For a planned migration it tells you right on the screen that "the process will permanently alter virtual machines and infrastructure of both the protected and recovery datacenters". I don't want to alter ANYTHING for a test. Vmware says that after the planned migration and testing to run a re-protect. This will reverse the replication and copy the data from DR back to the main office. How is this ever a good thing for a test? When we test, we have application owners beat their systems to death with bogus transactions and run test scripts. We DON'T want that stuff replicated back to our production site EVER.
Vmware went down the line of "You can use VRF at the DR site to create a bubble to recover everything into". Well ok, how do I add the physical machines we have to recover into the bubble? "Well, the network team can make changes on the switch ports". What about VPN? "They would have to make changes there too.

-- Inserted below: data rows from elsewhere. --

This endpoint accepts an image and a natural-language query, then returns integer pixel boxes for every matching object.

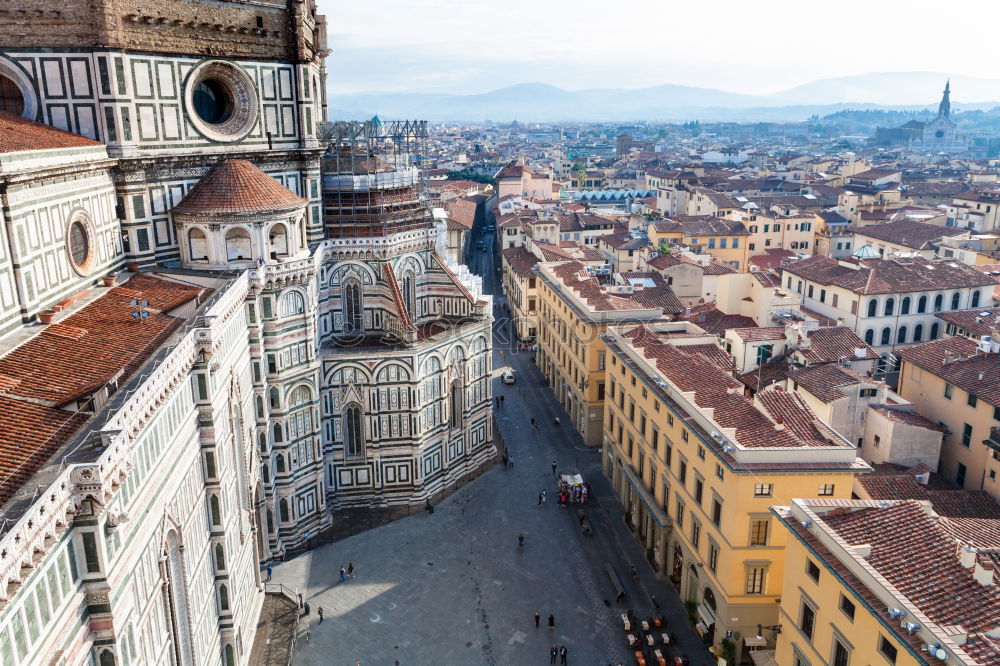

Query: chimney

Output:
[972,560,993,587]
[958,541,977,569]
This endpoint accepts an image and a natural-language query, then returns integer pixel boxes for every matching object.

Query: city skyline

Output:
[320,0,994,103]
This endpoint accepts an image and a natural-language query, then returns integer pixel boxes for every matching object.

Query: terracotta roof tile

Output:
[0,111,101,153]
[173,160,309,215]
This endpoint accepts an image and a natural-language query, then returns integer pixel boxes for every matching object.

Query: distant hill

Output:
[330,72,1000,122]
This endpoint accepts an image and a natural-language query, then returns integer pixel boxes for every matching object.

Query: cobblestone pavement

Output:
[274,224,714,666]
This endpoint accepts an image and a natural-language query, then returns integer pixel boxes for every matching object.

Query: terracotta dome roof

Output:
[174,160,309,215]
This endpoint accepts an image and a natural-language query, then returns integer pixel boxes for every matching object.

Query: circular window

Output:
[0,74,24,116]
[184,60,258,142]
[194,79,233,125]
[66,212,95,275]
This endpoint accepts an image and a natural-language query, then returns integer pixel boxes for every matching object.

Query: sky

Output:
[318,0,1000,95]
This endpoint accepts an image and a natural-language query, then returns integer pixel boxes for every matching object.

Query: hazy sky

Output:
[318,0,1000,95]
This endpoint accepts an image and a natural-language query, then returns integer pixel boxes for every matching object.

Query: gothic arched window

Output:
[343,281,364,333]
[344,405,364,457]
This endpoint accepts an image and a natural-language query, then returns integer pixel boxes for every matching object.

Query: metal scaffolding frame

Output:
[323,117,432,238]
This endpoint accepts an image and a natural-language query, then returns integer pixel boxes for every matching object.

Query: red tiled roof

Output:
[782,255,997,294]
[0,111,101,153]
[0,275,209,502]
[625,326,846,448]
[823,500,1000,640]
[173,160,309,215]
[898,337,1000,406]
[0,275,206,404]
[799,326,878,363]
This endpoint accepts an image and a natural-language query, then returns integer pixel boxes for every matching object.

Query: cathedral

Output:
[0,0,496,666]
[875,81,969,155]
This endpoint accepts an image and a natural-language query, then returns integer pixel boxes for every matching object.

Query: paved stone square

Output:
[273,228,714,666]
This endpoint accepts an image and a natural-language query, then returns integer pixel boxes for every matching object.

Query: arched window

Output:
[267,224,288,259]
[344,281,364,333]
[162,530,194,666]
[449,379,465,428]
[0,74,24,116]
[208,495,222,525]
[403,274,417,319]
[226,227,253,261]
[344,405,364,456]
[188,227,208,261]
[292,386,312,407]
[281,290,306,317]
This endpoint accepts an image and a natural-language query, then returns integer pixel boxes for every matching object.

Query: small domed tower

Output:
[173,160,309,270]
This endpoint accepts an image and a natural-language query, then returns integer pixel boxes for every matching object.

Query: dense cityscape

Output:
[0,0,1000,666]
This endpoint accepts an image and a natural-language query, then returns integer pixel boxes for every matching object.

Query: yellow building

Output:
[898,336,1000,498]
[758,499,1000,666]
[498,247,540,342]
[603,325,871,663]
[647,215,748,271]
[535,261,684,446]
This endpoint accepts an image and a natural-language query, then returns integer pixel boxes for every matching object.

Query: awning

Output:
[622,463,670,528]
[698,604,715,627]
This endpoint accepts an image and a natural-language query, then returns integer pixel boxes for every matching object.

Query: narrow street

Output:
[273,217,714,666]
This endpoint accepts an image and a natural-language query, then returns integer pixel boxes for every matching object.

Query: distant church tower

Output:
[938,79,951,120]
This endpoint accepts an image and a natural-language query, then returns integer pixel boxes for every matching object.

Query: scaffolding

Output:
[323,116,433,238]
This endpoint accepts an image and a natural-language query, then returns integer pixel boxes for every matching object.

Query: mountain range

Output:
[330,72,1000,122]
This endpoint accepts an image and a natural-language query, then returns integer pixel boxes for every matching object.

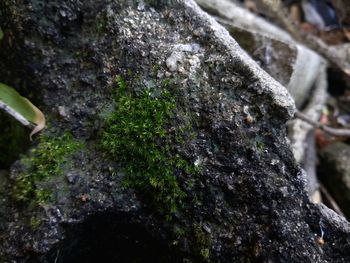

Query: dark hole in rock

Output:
[0,111,30,169]
[327,68,350,96]
[44,213,184,263]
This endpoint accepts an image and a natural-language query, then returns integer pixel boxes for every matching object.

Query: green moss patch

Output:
[12,133,82,204]
[101,78,195,218]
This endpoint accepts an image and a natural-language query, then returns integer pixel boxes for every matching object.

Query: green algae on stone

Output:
[12,133,82,204]
[101,78,196,217]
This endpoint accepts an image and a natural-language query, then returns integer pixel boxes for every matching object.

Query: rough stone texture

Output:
[0,0,350,262]
[196,0,322,109]
[319,142,350,218]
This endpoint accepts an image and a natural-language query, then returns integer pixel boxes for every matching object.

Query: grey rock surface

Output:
[196,0,322,109]
[0,0,350,262]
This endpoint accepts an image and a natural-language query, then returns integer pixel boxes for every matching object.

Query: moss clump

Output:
[12,133,82,204]
[101,78,195,215]
[193,225,212,262]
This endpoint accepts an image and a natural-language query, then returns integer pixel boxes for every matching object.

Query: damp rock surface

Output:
[0,0,350,262]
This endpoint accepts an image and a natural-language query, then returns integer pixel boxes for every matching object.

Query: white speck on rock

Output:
[165,51,183,72]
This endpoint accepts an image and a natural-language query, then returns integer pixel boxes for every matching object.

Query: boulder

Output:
[0,0,350,262]
[319,142,350,218]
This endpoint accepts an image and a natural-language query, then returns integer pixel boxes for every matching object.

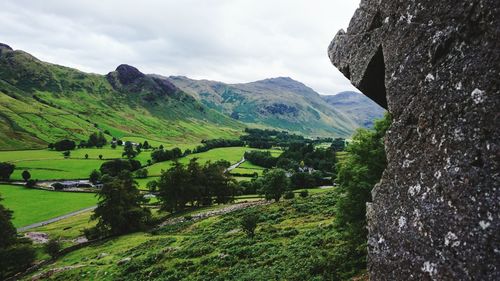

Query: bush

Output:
[135,169,148,179]
[54,139,76,151]
[99,159,141,177]
[0,243,35,280]
[299,189,309,198]
[283,191,295,199]
[26,179,36,188]
[0,162,16,181]
[240,213,259,238]
[52,182,64,190]
[45,239,61,258]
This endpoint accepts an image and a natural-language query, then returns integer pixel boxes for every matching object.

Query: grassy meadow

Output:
[26,191,344,281]
[0,184,97,227]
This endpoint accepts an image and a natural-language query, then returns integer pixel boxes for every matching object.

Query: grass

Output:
[148,147,249,176]
[23,191,352,281]
[29,211,96,239]
[0,185,97,227]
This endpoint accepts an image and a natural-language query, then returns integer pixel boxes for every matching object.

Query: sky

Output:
[0,0,359,94]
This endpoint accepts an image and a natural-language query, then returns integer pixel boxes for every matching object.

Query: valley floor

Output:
[26,190,344,281]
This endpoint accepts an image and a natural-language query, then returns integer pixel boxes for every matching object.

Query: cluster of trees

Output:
[151,147,183,162]
[240,128,307,149]
[78,132,108,148]
[48,139,76,151]
[0,162,16,181]
[156,158,236,212]
[245,143,337,174]
[332,114,391,272]
[276,143,337,173]
[245,150,278,168]
[238,168,292,201]
[85,159,151,239]
[193,139,245,153]
[0,162,36,187]
[0,195,35,280]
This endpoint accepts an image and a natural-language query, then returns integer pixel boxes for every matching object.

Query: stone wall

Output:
[328,0,500,280]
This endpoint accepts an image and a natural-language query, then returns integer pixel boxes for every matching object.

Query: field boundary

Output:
[17,206,97,232]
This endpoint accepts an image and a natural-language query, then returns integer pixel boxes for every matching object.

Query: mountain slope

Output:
[168,76,358,137]
[322,92,385,127]
[0,44,244,149]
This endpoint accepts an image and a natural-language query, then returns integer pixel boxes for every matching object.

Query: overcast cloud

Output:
[0,0,359,94]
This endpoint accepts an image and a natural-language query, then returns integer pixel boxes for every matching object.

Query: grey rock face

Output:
[328,0,500,280]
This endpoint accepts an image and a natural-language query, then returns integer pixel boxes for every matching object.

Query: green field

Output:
[0,145,281,180]
[26,189,346,280]
[0,185,97,227]
[148,147,249,176]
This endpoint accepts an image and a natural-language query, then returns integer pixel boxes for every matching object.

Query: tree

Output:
[261,169,290,202]
[158,161,189,212]
[89,170,102,184]
[21,170,31,182]
[331,138,345,151]
[0,162,16,181]
[26,179,36,188]
[283,190,295,199]
[146,181,158,192]
[45,239,61,258]
[299,189,309,198]
[122,141,137,159]
[99,159,141,177]
[203,160,235,204]
[135,169,148,179]
[240,213,259,238]
[63,150,71,158]
[54,139,76,151]
[0,195,35,280]
[91,171,151,235]
[332,114,391,272]
[87,132,107,147]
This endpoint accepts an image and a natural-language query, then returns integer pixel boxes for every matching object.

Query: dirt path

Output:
[17,206,97,232]
[225,157,246,172]
[159,200,271,227]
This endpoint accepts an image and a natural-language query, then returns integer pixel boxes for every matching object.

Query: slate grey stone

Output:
[328,0,500,280]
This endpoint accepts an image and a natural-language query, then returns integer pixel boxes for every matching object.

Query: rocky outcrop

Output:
[328,0,500,280]
[0,43,13,56]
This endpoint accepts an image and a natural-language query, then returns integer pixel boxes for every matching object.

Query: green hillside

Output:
[169,76,359,137]
[322,92,385,127]
[24,191,360,281]
[0,45,244,150]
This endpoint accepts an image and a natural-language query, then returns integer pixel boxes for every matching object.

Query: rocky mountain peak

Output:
[0,43,13,55]
[0,43,13,51]
[116,64,145,85]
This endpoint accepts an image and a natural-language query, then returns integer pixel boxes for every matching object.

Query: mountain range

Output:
[0,43,381,150]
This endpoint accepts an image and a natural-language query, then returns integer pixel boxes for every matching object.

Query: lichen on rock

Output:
[328,0,500,280]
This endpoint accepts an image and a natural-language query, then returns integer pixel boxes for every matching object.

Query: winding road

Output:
[17,206,97,232]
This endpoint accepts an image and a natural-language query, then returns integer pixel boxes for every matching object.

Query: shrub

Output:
[135,169,148,179]
[283,191,295,199]
[0,162,16,181]
[45,239,61,258]
[26,179,36,188]
[240,213,259,238]
[54,139,76,151]
[299,189,309,198]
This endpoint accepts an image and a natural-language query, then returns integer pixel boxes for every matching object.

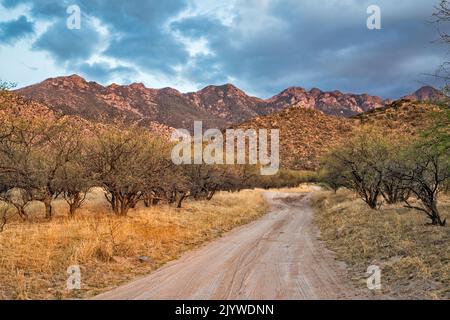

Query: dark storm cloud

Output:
[0,0,446,97]
[0,16,34,43]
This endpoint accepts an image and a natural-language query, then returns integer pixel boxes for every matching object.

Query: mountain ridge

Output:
[15,74,442,129]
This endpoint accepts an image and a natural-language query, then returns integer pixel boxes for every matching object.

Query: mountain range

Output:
[16,75,442,129]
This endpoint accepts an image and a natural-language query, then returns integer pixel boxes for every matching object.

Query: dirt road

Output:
[95,192,366,300]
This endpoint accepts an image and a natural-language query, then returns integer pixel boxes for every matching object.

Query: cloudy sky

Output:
[0,0,448,98]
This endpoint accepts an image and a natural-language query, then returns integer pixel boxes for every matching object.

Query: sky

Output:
[0,0,448,98]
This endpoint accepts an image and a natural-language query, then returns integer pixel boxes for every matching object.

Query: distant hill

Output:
[16,75,437,129]
[236,100,440,170]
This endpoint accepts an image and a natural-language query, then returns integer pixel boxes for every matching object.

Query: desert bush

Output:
[89,127,176,216]
[324,129,389,209]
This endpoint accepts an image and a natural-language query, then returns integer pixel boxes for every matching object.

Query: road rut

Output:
[94,192,361,300]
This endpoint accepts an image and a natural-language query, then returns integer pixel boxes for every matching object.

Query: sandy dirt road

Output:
[94,192,361,300]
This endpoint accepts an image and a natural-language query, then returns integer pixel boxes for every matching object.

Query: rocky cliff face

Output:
[17,75,440,129]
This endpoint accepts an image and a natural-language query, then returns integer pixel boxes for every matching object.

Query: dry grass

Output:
[314,190,450,299]
[0,190,266,299]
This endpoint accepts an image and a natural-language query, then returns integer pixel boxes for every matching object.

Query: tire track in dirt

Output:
[94,192,365,300]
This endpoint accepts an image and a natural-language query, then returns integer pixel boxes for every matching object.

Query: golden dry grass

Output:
[313,189,450,299]
[0,190,266,299]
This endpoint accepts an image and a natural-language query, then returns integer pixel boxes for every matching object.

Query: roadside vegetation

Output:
[0,188,266,300]
[313,188,450,299]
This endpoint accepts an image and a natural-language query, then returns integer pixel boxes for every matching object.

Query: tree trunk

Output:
[430,201,446,227]
[14,205,28,221]
[177,192,186,209]
[42,197,53,219]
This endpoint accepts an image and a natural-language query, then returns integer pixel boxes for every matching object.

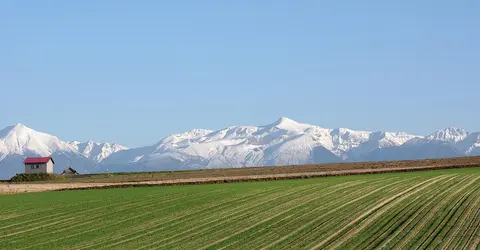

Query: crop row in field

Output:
[0,168,480,250]
[11,156,480,183]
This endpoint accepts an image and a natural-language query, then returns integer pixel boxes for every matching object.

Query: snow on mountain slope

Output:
[457,133,480,156]
[424,127,468,143]
[0,124,126,179]
[69,141,128,163]
[349,131,422,159]
[0,124,75,160]
[0,117,480,179]
[103,117,415,173]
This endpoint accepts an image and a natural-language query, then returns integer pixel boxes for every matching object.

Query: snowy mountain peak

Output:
[266,117,315,133]
[274,117,298,126]
[0,123,35,138]
[426,127,468,142]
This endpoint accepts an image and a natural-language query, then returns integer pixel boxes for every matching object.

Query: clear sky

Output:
[0,0,480,147]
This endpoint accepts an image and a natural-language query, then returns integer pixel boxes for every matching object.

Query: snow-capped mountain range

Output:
[0,118,480,179]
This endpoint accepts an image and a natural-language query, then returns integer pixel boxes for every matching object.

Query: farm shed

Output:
[23,157,55,174]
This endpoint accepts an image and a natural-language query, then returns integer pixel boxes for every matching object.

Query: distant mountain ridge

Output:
[0,117,480,179]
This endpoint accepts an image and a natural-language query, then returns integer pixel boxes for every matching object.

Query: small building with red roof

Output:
[23,157,55,174]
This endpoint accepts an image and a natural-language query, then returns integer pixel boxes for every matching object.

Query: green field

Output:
[0,168,480,249]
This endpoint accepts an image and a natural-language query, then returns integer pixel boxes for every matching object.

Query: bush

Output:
[10,173,65,182]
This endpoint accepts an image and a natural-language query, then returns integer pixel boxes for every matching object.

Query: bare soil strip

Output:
[0,165,480,194]
[312,176,446,249]
[399,177,478,249]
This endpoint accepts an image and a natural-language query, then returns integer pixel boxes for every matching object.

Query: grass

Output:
[0,168,480,249]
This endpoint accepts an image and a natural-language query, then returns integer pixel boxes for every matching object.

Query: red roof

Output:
[23,157,55,164]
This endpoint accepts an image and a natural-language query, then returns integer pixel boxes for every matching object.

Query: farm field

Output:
[0,168,480,250]
[7,156,480,183]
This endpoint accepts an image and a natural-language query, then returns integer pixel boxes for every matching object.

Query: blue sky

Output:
[0,0,480,147]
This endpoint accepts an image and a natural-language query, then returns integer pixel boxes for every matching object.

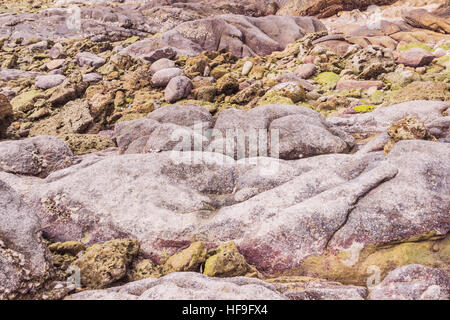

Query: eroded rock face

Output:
[69,272,286,300]
[0,181,49,300]
[0,136,73,177]
[369,264,450,300]
[0,95,13,138]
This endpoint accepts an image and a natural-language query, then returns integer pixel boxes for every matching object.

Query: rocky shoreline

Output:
[0,0,450,300]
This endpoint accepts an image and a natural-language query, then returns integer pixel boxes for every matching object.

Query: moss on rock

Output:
[59,133,116,155]
[72,239,139,289]
[203,241,257,277]
[164,242,207,273]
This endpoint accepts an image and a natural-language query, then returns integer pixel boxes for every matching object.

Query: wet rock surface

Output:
[0,0,450,300]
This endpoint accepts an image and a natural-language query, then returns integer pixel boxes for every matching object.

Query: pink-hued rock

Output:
[303,56,317,63]
[336,79,383,90]
[369,264,450,300]
[397,48,435,68]
[45,59,66,70]
[294,63,317,79]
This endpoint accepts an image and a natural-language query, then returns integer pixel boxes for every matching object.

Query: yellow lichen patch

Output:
[203,241,258,277]
[284,233,450,286]
[384,117,437,154]
[164,242,207,273]
[128,259,163,281]
[72,239,139,289]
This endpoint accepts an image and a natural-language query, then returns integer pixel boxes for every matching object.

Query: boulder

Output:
[164,76,193,103]
[0,136,73,177]
[369,264,450,300]
[69,272,286,300]
[0,182,49,300]
[397,48,435,68]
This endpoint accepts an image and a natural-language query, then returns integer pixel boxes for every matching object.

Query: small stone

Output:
[152,68,184,87]
[35,74,66,89]
[294,63,317,79]
[242,61,253,76]
[150,58,175,74]
[203,241,257,278]
[164,242,206,273]
[73,239,139,289]
[397,48,435,68]
[75,52,106,68]
[164,76,193,103]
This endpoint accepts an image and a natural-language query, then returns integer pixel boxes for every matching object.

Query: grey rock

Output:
[83,73,103,84]
[152,68,184,87]
[0,136,73,177]
[75,52,106,68]
[150,58,175,74]
[165,76,193,103]
[70,272,286,300]
[0,180,49,300]
[35,74,66,89]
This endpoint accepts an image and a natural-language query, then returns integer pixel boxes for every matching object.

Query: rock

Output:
[336,79,383,90]
[30,99,93,136]
[83,73,103,84]
[70,272,286,300]
[0,180,49,300]
[294,63,317,79]
[0,136,73,177]
[267,276,367,300]
[184,55,211,78]
[150,58,175,74]
[384,117,437,153]
[114,119,159,153]
[59,133,116,155]
[142,47,177,62]
[270,115,351,160]
[297,0,397,18]
[402,8,450,34]
[11,90,44,112]
[387,81,450,104]
[369,264,450,300]
[164,76,193,103]
[0,68,40,81]
[242,61,253,76]
[0,94,13,138]
[164,242,206,273]
[35,75,66,89]
[271,82,306,103]
[45,59,66,70]
[326,100,450,133]
[147,105,214,128]
[345,45,396,80]
[72,239,139,289]
[204,241,257,278]
[122,14,325,59]
[314,72,340,90]
[217,73,239,95]
[75,52,106,68]
[397,48,435,68]
[152,68,184,87]
[48,43,64,59]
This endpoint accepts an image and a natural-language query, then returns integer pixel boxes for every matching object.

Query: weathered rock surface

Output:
[0,181,49,300]
[369,264,450,300]
[0,136,73,177]
[69,272,286,300]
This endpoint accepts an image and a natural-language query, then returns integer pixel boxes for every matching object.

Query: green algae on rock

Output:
[59,133,116,155]
[313,72,341,90]
[203,241,257,277]
[164,242,207,273]
[384,117,437,154]
[72,239,139,289]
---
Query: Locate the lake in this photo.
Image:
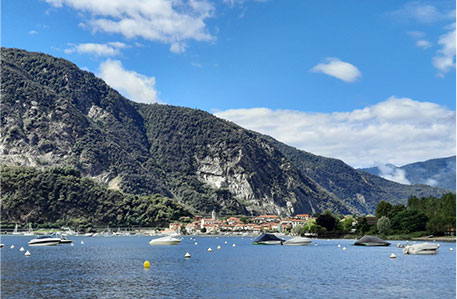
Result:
[1,236,456,298]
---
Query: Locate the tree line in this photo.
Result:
[0,166,192,228]
[293,193,456,237]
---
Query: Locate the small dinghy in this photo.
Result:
[283,237,313,246]
[403,243,439,255]
[252,234,284,245]
[149,236,182,245]
[354,235,390,246]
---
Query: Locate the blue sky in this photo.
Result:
[1,0,456,173]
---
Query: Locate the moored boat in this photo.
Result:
[28,236,60,246]
[403,243,439,255]
[283,237,313,246]
[149,236,182,245]
[252,234,284,245]
[354,235,390,246]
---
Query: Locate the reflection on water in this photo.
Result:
[1,236,456,298]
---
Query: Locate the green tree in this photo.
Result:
[375,200,392,219]
[391,209,428,233]
[316,210,339,231]
[341,216,354,232]
[376,216,391,235]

And also, you would have to create jump box VMs for people to access the applications in the bubble". But in a real DR situation, you wouldn't do any of that. For a real DR, we just let it rip. For a test, we create a bubble and make all kinds of network changes.
So, with my manual process, our test is exactly the same as our real DR except for one step. With SRM, our test looks NOTHING like a real DR. How is that a good thing?
Here's what I think is happening with the error message. SRM is connecting to the protected site Recover Point appliance to do the snapshot. When the link is down, it can't get there. If they just pointed to the recovery site to do the snapshot, it would work.
So here are my questions:
Am I the only one that tests the DR plan by just cutting the link to the main data center and bring up VMs at the DR site?
I see a lot of people posting here that they get the same error. Do these people have the link to their DR site up or down?